Resources: Bill seeks to block a plan to use large bags to tote water from two north coast rivers.

April 05, 2002|ERIC BAILEY | TIMES STAFF WRITER

SACRAMENTO — A proposal to siphon water from two north coast rivers and tug it to San Diego in water bags the size of a World War II battleship is under fire from state lawmakers eager to block the plan.

Assemblywoman Patricia Wiggins (D-Santa Rosa) and other lawmakers representing the rugged northern coastline began pushing legislation this week that would give county elected leaders virtual veto power over such projects.

"This is a clear-cut case of a community that needs to be consulted before its resources are pillaged," said Matt Reilly, Wiggins' chief of staff. "To the people who live there, it's their backyard, and they should have a say."

Wiggins' bill (AB 2924) was denounced by Ric Davidge of Alaska Water Exports, the firm that wants to use 850-foot-long polyfiber bags to tote water from the Gualala and Albion rivers in Mendocino County south to San Diego.

"It's extraordinarily unfortunate that people would introduce legislation to try to stop a project that is clearly the most ecologically benign proposal to date to deal with the problems of water in California," Davidge said.

The proposal by Davidge, a former aide to Reagan Interior Secretary James Watt, has attracted a storm of opposition from a collection of environmentalists, tourist businesses, and farmers in Mendocino and Sonoma counties.
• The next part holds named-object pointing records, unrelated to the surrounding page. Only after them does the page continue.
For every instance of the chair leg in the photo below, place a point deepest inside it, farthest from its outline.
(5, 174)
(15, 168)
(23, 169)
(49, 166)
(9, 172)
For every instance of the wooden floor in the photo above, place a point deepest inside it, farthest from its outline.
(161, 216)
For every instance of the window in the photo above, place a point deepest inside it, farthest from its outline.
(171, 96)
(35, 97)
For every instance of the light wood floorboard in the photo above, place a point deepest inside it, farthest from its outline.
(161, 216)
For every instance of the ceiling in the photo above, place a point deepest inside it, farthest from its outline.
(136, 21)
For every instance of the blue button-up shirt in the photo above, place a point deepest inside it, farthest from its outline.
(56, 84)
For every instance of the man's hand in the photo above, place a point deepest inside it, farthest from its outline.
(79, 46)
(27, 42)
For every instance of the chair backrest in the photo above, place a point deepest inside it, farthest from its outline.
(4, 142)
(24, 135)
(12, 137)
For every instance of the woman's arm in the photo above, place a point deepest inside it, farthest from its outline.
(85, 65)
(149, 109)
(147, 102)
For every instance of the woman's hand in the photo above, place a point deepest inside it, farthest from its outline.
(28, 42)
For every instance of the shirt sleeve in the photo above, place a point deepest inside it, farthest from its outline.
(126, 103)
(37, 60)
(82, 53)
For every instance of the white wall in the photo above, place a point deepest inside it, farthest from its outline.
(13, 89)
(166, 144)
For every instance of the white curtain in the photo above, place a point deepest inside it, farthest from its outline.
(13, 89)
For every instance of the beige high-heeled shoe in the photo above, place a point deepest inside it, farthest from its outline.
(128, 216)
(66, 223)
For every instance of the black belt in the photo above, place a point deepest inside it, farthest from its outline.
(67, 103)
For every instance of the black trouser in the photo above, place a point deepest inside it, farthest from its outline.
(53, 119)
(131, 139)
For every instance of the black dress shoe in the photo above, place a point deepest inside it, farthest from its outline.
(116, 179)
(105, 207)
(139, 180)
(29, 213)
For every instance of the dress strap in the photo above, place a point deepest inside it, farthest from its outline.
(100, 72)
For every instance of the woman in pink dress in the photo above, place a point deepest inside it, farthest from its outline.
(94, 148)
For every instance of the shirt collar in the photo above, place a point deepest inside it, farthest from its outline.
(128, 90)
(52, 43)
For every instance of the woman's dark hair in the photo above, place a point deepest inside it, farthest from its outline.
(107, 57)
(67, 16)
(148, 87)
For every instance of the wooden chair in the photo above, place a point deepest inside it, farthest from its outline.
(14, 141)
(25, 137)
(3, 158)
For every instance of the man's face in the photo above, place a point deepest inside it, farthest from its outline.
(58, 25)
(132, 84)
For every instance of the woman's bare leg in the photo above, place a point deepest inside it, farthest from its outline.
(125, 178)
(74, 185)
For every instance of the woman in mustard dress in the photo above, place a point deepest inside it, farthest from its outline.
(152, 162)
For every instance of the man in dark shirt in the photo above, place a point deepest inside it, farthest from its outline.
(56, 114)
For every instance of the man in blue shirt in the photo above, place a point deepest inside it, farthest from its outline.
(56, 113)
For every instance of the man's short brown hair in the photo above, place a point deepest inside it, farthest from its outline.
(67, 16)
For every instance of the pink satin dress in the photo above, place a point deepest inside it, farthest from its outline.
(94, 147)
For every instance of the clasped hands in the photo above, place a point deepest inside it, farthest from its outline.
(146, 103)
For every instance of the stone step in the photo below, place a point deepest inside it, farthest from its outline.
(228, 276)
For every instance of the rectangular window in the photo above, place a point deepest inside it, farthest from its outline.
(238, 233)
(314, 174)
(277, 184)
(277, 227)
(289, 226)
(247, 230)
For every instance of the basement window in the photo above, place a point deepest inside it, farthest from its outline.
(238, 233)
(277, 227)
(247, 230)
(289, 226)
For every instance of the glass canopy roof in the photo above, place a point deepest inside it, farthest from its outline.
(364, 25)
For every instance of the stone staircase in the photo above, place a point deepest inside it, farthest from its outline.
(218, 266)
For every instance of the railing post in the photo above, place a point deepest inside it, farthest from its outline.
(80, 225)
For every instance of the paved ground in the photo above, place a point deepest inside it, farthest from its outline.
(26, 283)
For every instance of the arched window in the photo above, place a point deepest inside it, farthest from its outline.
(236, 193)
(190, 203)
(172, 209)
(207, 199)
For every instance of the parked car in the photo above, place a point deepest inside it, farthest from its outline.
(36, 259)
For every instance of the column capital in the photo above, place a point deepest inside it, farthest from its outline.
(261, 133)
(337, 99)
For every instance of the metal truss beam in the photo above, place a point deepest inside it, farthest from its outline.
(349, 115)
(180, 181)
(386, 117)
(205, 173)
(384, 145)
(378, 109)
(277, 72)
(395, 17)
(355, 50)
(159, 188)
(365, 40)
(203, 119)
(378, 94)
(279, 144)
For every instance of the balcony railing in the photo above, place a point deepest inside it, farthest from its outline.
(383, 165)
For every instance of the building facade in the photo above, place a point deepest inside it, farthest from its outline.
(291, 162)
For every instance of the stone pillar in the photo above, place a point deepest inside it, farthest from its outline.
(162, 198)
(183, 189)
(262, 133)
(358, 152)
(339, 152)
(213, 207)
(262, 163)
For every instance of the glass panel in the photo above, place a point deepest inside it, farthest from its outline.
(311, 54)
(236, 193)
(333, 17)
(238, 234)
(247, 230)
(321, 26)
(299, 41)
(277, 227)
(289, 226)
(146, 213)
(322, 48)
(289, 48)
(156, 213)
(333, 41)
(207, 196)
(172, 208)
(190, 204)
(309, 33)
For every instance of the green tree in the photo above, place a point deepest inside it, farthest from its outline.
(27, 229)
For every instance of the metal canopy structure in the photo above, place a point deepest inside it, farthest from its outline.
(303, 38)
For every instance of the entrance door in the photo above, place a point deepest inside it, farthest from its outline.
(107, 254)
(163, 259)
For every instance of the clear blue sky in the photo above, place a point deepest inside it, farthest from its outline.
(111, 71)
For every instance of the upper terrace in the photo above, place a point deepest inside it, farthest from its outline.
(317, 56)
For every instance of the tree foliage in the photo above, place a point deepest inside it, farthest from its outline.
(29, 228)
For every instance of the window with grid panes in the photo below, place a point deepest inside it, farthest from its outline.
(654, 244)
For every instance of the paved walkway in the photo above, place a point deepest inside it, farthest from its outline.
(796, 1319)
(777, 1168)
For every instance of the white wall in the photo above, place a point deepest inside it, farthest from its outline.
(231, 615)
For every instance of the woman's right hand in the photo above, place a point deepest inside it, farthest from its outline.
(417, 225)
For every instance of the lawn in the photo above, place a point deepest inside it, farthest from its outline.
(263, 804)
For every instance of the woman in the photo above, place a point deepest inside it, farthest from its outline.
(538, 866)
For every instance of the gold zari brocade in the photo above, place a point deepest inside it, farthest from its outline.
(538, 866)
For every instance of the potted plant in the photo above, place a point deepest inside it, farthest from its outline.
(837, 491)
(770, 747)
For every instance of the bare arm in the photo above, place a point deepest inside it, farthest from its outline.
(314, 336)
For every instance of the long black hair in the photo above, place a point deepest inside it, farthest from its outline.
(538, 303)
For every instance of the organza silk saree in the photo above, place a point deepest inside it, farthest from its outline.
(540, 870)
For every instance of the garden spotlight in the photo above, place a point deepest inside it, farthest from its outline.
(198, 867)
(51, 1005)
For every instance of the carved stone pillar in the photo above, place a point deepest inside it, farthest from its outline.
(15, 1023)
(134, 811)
Residents ridicule it as a water grab that would wreak environmental damage to the rivers and sully views along the pristine coastline.

More than 300 foes turned out last month to confront Davidge during a forum at Sea Ranch, an exclusive coastal enclave just south of the Gualala River. Later three dozen people took their protest to the river, standing on a bridge and holding up placards saying, "Honk if you like fish" and "No water bags."

Under the plan, a pipeline would be buried up the spine of each river to capture heavy winter flows. The bags, which float below the ocean surface, would be filled via a pump aboard an offshore buoy. Tow boats then would slowly tug the massive bags south to San Diego, where 40,000 customers could be supplied by the 20,000 acre-feet of water reaped each year.

Wiggins' bill, supported by state Sen. Wesley Chesbro (D-Arcata), would block state water officials from allowing the export of water from California's north coast rivers unless local county supervisors granted permission.

The water bag proposal is under review by the state Water Resources Control Board, which might hold hearings in the next few months. The Coastal Commission also has asked to review Davidge's plans.

While sure to win support among Democratic lawmakers from Northern California, Wiggins' bill could potentially run into some opposition from Southern California lawmakers uneasy about setting a precedent that could complicate other efforts to boost water exports from the north.